13 Ağustos 2013 Salı

Nem, iksv, house of cards ve Max



İşte bunlar hep nem azizim, havanın sıcaklığı değil de işte hep bu yere batasıca nem yok mu insanı mahvediyor. Evet bu cümleyi kimbilir 2'nin kaçıncı üssü kez dinlemişizdir yaz aylarında. Karşıdaki insanın da desteklemesiyle sav'ına daha da inanan X kişisi, bu cümleyi her tür ortamda dillendirmekte bir sakınca görmez. Aslında buna benzer dead-end diye tabir edilen onlarca cümle kuruyoruz hayatımız boyunca belki de farkında olmadan, bazen kendimizi çok rahat hissetmediğimiz bir ortamda sessizlik olmaması adına bazen de dediğim gibi hiç farkında olmadan. Belki de bu kısır döngüden kurtulmak için her zaman herkesin söyleyecek bir şeyi olan akademi de kaldım son iki senedir. Fakat sanırım bu da beni sıktı artık ve tam da bu yüzden beni çağıran ilk yere gittim - eğitimimle çok alakalı olmamasına bakmadan.

Evet bahsettiğim yer İKSV. Son iki gündür sabahın 7'sinde kalkıp 1.5 saat yol tepip Şişhane'ye gidiyorum Metro - motor - metro ulaşım araçlarını kullanarak. Dün daha çok tanışma ve sanat'ın bize ifade ettiği şeyleri tartışarak geçti. Ve çok keyif aldım. 24 kişiyiz ve neredeyse hepimizin eğitimi ve eğilimleri çok farklı. Yine de bizi birleştiren güçlü bağ kültür-sanat ve Bienal. Bu sene 13.sü düzenlenecek ve bir ay kadar sürecek. Bizim aldığımız eğitim sonucunda da tur rehberi olacağız. (bu arada bu sene ücretsiz mutlaka gidin derim) Tema ise 'Kentsel Dönüşüm ve Kamulsal Alan Tartışmaları'. her ne kadar Gezi olayları sebebiyle bu temanın seçildiği akla gelse de tabiki kuratörler temayı çok çok çok önceden belirliyor. Tabi bence çıkış noktası OCCUPY hareketleri olmuştur. Hatta geçen Bienal'de Sarıyer Belediye başkanını gezdirmiş bu eğitime katılanlardan biri, bazı sanatçıların Occupy Movement'la ilgili fotoğraflarını görmüş 'amaaan nasılsa bu gibi şeyler bizim memlekette olmaz' demiş. Baya güldük grupçak - güzel bir kapak olmuştur Gezi Direnişi bu yavşak insana.

Neyse tekrar gruptaki insanları anlatmaya döneyim ben. Dediğim gibi 24 kişiyiz ve bunların 22'si kız, biri gay, biri erkek = ) Tiyatro-sinema sanatçısı olan da var benim gibi siyaset bilimi okumuş olan da.
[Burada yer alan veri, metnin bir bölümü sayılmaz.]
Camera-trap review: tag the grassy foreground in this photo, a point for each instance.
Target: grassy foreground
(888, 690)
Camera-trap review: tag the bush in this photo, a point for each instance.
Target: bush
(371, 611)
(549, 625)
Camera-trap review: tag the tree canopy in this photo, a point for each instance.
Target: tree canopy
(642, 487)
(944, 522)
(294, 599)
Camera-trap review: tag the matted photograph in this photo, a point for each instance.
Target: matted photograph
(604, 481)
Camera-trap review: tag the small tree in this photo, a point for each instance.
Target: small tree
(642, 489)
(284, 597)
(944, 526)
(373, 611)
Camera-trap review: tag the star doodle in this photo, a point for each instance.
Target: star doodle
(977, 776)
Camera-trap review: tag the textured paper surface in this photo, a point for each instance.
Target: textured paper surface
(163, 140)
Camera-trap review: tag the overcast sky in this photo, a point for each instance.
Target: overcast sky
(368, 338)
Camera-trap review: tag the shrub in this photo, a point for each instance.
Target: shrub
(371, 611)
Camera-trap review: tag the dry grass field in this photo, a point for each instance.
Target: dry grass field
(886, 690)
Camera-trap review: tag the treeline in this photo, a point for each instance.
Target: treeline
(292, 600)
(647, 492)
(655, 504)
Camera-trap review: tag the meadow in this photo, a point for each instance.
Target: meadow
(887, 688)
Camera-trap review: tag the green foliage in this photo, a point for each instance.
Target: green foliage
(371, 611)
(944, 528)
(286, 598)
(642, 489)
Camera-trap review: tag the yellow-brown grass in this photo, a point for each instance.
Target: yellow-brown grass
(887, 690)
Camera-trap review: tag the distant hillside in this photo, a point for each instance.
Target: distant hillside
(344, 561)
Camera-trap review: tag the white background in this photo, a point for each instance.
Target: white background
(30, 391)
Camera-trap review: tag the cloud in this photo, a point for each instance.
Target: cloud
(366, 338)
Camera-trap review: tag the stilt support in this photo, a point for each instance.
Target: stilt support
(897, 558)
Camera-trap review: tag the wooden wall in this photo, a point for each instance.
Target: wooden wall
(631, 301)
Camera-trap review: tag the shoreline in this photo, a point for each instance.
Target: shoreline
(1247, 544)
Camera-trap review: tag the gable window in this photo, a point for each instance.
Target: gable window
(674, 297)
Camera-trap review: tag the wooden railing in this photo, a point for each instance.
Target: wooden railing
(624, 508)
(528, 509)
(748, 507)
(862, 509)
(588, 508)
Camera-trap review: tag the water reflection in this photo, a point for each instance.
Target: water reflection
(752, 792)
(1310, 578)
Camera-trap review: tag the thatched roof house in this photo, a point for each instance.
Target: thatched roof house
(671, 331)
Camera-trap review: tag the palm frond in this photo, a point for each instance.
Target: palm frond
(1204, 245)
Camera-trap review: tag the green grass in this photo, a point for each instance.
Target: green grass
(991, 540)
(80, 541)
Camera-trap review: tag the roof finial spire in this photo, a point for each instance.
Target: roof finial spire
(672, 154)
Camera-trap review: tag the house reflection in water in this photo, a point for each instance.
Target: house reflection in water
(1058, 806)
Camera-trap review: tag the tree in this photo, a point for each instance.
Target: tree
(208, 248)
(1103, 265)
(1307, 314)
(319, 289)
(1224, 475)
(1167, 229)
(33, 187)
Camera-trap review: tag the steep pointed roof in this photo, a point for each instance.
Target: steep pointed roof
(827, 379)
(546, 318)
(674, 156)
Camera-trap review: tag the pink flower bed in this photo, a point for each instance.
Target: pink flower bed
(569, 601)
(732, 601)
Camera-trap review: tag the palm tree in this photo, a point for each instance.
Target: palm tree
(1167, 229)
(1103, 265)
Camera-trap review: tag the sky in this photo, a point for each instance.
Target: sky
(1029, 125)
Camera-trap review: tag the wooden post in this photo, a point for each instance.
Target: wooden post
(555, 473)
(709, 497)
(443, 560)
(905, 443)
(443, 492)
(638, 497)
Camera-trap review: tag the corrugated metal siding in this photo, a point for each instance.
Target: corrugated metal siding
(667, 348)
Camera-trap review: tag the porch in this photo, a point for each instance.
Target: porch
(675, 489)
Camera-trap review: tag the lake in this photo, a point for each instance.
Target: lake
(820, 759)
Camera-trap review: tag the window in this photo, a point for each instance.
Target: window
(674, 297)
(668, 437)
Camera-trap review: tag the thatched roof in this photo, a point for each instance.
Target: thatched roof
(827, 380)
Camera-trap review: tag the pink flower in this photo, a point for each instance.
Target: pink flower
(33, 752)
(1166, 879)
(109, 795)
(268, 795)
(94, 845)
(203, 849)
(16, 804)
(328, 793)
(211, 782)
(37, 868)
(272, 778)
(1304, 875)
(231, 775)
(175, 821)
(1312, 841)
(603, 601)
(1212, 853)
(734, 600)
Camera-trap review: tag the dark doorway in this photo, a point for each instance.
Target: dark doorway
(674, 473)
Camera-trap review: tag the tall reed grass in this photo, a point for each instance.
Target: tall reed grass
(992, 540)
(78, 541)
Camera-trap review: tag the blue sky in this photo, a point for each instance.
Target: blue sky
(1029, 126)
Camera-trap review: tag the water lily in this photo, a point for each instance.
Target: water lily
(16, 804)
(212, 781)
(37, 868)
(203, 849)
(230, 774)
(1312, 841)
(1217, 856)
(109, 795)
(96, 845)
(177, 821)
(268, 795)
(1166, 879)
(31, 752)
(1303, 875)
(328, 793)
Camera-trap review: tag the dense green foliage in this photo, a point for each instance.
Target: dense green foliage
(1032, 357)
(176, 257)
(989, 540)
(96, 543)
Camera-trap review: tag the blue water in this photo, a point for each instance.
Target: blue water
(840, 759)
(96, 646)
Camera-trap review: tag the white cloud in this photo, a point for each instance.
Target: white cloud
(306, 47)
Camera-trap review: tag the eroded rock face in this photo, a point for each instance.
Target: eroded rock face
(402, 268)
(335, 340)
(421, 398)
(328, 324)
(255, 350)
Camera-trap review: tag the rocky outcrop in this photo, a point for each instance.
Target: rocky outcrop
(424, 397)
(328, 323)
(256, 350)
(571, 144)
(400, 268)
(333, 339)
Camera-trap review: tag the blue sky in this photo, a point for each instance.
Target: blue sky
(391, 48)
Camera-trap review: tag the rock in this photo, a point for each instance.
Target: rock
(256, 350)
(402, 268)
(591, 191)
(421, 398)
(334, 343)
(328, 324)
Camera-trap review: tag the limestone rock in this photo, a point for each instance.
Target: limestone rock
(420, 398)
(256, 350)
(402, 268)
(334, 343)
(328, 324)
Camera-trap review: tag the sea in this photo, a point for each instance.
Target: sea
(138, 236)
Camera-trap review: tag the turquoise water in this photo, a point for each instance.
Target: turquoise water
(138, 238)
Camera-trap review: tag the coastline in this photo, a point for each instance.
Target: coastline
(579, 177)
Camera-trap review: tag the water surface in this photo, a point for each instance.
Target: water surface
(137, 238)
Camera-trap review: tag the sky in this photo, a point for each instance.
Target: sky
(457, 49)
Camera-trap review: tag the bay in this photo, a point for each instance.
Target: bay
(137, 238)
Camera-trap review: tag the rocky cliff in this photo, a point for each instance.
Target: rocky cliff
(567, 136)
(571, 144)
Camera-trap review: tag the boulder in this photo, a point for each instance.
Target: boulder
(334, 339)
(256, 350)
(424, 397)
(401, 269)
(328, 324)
Mesela bahsettiğim erkek felsefe mezunu ve dün tek kelimeyle sanatı özetlememiz istendiğin de 'yeni' dedi ve açıklamasını yaptıktan sonra hoca 'kimler aynı fikirde' dediğinde kimse el kaldıramadı =)
Drama çalışması yaptık mesela bugün baya keyifli geçti. Bir gün içinde hem Japonya Enerji Bakanı, hem diş doktoru oldum hem de gruptan birine ait olan eşya hakkında bir hikaye uydurdum. Tabiki bu alıştırmalar grubu birbirine daha fazla kaynaştırmak amacıyla da yapıldı ve kesinlikle işe yaradı.

Bu arada House of Cards'ı bitirdim ve izlemeyenlere kesinlikle tavsiye ederim. 13 bölüm zaten ve çok akıcı. Beyaz Saray da geçen entrikaları Kevin Spacey'in anlatımıyla izleyip dönen karanlık işlere şaşırıp kalıyoruz. Tabi ki yaşanmış olaylara dayanmıyor - hayal ürünü ama gene de etkileyici.




Dün izlediğim bir film ise 'Max' türkçeye 'Genç Hitler' olarak çevrilmiş. Önce acaba çeviri yüzünden spoiler mı verilmiş diye düşündüm ama zaten filmin başında kendini hitler diye tanıtıyor. 1918 Münih'inde geçen film Hitler'in birinci dünya savaşından sonra ressamlık ve hatiplik arasında git-gellerini işlemiş. Noah Taylor'un performansı gerçekten takdire şayan.